Hydro could power Alberta’s oil sands, but at a hefty cost

By Maura Forrest

February 18, 2016

Hydropower could be used to power Alberta’s oil sands, but would probably not be viable without a price on carbon, according to a new study.

The Canadian Energy Research Institute has released the results of an analysis of different hydro power options in British Columbia, Alberta and Manitoba that could be used to supply electricity to the oil sands.

The six options considered include two different long-distance electricity transmission technologies that would connect Alberta to B.C.’s proposed Site C dam or to a hydro project on the Slave River. They also include a connection to Manitoba’s Conawapa site and a reinforcement of the existing B.C.-Alberta intertie to allow more hydro power to flow east from B.C.

“Each of these six hydro power options can deliver sufficient electricity to satisfy the demand of in-situ bitumen extraction operations with production capacity of 0.5 million bbl/day [barrels per day] to 1.1 million bbl/day,” the study found.

But the cost of delivering hydroelectricity to the oil sands would range from $81 to $162 per megawatt hour, compared with just $57 per megawatt hour for natural gas-fired cogeneration.

“Hence, without a price on greenhouse-gas emissions, the likelihood of hydro power options reducing the marginal cost of oil-sands operations is low,” according to the report.

The study found that reinforcing the intertie between B.C. and Alberta would be the least expensive option, while transporting hydro power from Manitoba would be the best choice involving a new hydro power project. The main strike against transmitting electricity from Site C is the “high forecasted electricity demand growth in B.C.,” which might reduce the amount of electricity available for export to Alberta.

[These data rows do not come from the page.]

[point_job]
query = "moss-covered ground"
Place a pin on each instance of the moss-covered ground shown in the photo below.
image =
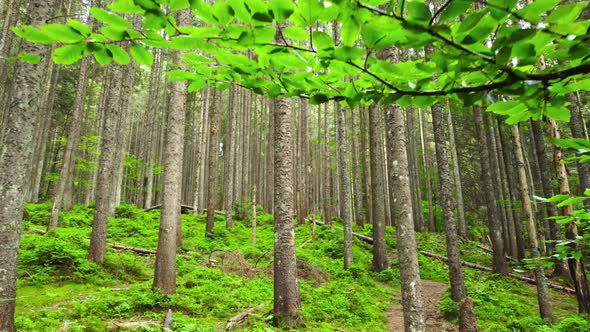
(224, 274)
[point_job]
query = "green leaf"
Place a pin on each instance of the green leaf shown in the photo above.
(102, 56)
(350, 31)
(68, 54)
(534, 11)
(295, 33)
(119, 55)
(454, 9)
(567, 13)
(197, 85)
(82, 28)
(31, 34)
(110, 18)
(29, 58)
(141, 55)
(571, 201)
(418, 11)
(125, 7)
(559, 113)
(322, 41)
(282, 9)
(557, 198)
(318, 99)
(178, 4)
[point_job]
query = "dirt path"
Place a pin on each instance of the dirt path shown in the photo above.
(431, 294)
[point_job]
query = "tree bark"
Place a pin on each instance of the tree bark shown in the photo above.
(287, 302)
(106, 170)
(495, 228)
(15, 162)
(414, 171)
(402, 213)
(345, 184)
(358, 188)
(170, 233)
(542, 289)
(461, 223)
(379, 251)
(576, 266)
(455, 273)
(426, 165)
(214, 118)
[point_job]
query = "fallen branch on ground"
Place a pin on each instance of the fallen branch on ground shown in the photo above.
(470, 265)
(183, 208)
(235, 320)
(131, 325)
(167, 324)
(489, 269)
(141, 251)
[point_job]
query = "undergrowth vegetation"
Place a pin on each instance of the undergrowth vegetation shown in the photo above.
(222, 275)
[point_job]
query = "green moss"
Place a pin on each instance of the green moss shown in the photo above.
(223, 274)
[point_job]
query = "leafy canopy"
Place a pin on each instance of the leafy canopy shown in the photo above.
(531, 56)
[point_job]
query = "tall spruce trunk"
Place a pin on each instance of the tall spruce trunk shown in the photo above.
(446, 191)
(509, 167)
(214, 119)
(576, 266)
(379, 250)
(287, 302)
(103, 207)
(426, 166)
(414, 170)
(345, 184)
(542, 289)
(17, 146)
(170, 220)
(402, 213)
(358, 188)
(495, 228)
(461, 222)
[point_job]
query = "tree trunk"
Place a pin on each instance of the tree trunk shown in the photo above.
(358, 188)
(379, 250)
(229, 157)
(214, 119)
(286, 291)
(345, 184)
(512, 251)
(67, 169)
(17, 148)
(461, 223)
(170, 233)
(542, 290)
(496, 183)
(576, 266)
(455, 273)
(106, 166)
(512, 186)
(577, 127)
(414, 171)
(495, 228)
(426, 165)
(414, 319)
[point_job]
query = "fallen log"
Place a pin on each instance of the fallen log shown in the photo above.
(183, 207)
(141, 251)
(167, 325)
(489, 269)
(237, 319)
(472, 265)
(114, 326)
(361, 237)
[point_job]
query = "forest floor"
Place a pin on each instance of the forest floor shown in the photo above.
(432, 293)
(221, 275)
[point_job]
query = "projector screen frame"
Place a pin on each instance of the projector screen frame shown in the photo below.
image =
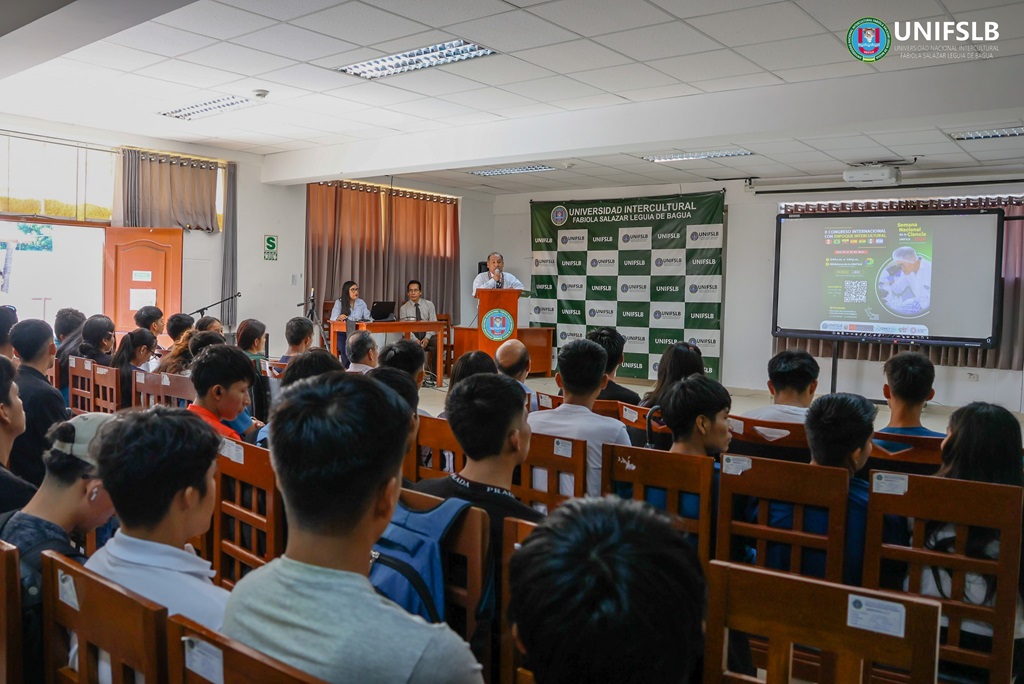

Grid interconnections are not a new concept in Canada, though the idea has never amounted to much. But in an op-ed for the Edmonton Journal, Trevor McLeod, director of the Centre for Natural Resources Policy in Calgary, argued now might be the time to look more seriously at the possibility.

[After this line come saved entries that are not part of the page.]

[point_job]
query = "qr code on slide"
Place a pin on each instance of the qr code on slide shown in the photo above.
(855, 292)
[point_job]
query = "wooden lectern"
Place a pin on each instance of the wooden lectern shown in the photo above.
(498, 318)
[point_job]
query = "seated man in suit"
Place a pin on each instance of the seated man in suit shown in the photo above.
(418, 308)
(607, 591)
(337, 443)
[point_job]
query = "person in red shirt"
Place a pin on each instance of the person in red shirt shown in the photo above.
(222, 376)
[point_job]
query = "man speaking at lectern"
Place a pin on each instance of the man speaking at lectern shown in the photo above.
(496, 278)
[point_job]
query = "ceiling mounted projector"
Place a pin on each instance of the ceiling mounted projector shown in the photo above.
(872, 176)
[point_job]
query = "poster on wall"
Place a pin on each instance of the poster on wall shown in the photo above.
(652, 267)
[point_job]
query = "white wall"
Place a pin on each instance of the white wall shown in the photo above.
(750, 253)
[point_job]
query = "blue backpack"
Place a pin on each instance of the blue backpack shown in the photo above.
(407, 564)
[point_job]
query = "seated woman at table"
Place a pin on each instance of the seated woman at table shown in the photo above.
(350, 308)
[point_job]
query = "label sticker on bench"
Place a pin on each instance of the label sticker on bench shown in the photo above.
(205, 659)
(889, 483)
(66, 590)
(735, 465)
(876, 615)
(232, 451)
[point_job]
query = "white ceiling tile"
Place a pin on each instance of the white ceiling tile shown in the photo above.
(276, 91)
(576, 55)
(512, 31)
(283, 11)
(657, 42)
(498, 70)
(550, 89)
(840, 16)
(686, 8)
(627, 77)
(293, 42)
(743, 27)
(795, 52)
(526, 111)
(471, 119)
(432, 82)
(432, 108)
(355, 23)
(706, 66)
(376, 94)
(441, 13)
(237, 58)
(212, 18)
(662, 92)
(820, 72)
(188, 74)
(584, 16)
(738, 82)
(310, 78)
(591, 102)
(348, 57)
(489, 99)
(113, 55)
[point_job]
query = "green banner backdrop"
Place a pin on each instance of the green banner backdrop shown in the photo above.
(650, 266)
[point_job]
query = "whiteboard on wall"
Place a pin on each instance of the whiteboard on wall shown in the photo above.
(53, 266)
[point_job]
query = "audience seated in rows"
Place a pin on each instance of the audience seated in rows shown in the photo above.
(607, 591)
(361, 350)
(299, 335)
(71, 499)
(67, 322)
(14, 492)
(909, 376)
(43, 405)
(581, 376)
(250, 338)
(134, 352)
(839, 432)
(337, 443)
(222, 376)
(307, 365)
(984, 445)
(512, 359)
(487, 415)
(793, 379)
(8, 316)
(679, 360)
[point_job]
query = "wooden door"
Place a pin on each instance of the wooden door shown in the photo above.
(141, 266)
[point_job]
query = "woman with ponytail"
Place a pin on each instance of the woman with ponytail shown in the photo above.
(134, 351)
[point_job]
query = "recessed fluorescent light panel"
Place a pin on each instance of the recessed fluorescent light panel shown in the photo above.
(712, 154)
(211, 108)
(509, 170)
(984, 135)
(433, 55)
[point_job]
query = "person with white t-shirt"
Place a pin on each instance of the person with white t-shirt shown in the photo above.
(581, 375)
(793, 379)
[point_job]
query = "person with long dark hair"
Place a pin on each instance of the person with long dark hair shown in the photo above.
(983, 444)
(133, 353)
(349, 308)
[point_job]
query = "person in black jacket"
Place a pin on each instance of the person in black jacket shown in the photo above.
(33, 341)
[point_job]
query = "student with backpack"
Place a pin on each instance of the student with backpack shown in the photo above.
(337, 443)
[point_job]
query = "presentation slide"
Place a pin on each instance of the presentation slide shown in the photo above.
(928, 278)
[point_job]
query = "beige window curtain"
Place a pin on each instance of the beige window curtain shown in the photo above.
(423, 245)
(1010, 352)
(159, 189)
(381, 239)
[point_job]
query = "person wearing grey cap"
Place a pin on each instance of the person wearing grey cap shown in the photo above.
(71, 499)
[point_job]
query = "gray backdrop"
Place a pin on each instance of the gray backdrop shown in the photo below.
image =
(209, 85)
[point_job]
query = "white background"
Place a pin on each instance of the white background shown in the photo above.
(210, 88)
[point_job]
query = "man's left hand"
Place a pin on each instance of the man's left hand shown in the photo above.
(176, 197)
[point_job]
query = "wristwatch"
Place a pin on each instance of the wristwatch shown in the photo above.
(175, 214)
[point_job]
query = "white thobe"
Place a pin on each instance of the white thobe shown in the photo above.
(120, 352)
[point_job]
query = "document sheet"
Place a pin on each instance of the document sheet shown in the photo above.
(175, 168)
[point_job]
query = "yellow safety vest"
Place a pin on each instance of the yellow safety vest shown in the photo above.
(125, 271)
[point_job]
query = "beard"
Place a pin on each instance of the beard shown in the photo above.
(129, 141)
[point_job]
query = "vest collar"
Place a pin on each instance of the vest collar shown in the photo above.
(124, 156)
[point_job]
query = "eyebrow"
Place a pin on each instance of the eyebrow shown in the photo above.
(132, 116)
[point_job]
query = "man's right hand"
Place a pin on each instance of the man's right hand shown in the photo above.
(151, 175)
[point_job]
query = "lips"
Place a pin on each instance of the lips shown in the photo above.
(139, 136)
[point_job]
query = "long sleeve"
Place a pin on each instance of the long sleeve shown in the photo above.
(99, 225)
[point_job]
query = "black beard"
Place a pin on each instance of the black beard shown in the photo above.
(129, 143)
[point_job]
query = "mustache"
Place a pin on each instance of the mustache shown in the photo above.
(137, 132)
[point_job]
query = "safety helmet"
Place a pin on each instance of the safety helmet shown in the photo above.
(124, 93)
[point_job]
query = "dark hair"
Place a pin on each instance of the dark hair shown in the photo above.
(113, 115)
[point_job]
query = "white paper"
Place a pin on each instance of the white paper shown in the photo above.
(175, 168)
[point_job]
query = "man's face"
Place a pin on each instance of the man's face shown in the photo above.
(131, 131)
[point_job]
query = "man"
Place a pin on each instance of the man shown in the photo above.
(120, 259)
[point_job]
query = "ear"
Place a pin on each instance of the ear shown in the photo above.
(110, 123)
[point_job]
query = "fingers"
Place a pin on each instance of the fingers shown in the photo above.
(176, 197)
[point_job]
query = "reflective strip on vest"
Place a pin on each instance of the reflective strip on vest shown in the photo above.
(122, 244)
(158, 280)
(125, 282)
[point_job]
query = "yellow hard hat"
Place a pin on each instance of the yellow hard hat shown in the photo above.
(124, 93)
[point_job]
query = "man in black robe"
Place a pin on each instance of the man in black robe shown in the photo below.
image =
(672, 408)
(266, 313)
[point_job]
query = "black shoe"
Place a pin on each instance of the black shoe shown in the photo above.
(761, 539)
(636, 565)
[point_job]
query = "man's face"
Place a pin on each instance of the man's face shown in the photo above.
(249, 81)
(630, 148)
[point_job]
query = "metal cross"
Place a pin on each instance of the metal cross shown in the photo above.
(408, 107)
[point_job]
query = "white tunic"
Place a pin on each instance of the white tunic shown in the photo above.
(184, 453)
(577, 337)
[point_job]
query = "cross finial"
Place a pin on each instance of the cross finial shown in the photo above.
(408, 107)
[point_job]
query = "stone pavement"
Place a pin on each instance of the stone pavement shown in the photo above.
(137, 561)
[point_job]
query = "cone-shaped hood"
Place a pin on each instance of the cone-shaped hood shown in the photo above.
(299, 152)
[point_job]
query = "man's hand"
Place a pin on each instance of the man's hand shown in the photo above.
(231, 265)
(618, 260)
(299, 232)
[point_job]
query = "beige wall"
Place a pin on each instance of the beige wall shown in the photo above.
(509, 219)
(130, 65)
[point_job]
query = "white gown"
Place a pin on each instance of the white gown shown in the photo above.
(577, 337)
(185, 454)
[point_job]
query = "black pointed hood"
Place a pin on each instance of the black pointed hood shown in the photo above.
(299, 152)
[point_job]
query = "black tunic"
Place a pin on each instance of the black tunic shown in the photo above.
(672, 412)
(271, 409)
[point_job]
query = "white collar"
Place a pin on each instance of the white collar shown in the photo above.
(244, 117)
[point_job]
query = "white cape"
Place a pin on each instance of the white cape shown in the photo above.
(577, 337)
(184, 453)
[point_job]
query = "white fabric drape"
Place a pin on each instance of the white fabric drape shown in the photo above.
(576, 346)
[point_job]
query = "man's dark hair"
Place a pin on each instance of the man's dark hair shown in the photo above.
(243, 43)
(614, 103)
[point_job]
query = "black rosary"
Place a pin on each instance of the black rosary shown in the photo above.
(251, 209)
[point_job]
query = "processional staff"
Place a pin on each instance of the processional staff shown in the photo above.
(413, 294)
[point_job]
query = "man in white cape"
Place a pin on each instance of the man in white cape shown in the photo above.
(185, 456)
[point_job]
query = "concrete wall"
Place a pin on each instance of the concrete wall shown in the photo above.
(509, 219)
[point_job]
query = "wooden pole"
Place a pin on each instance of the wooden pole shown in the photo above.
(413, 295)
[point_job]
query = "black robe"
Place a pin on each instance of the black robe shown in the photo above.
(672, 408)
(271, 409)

“Alberta has announced intentions to replace coal-fired electrical plants with renewable generation and Saskatchewan is increasing renewables, too,” he explained. “By 2030, 30 per cent of Alberta’s emissions are to come from renewables. Saskatchewan is aiming to produce half of its power from renewable sources by 2030.”

Alberta announced its Climate Leadership Plan last November. According to the plan, the province will phase out all pollution from coal by 2030 and will implement a province-wide carbon tax in 2017.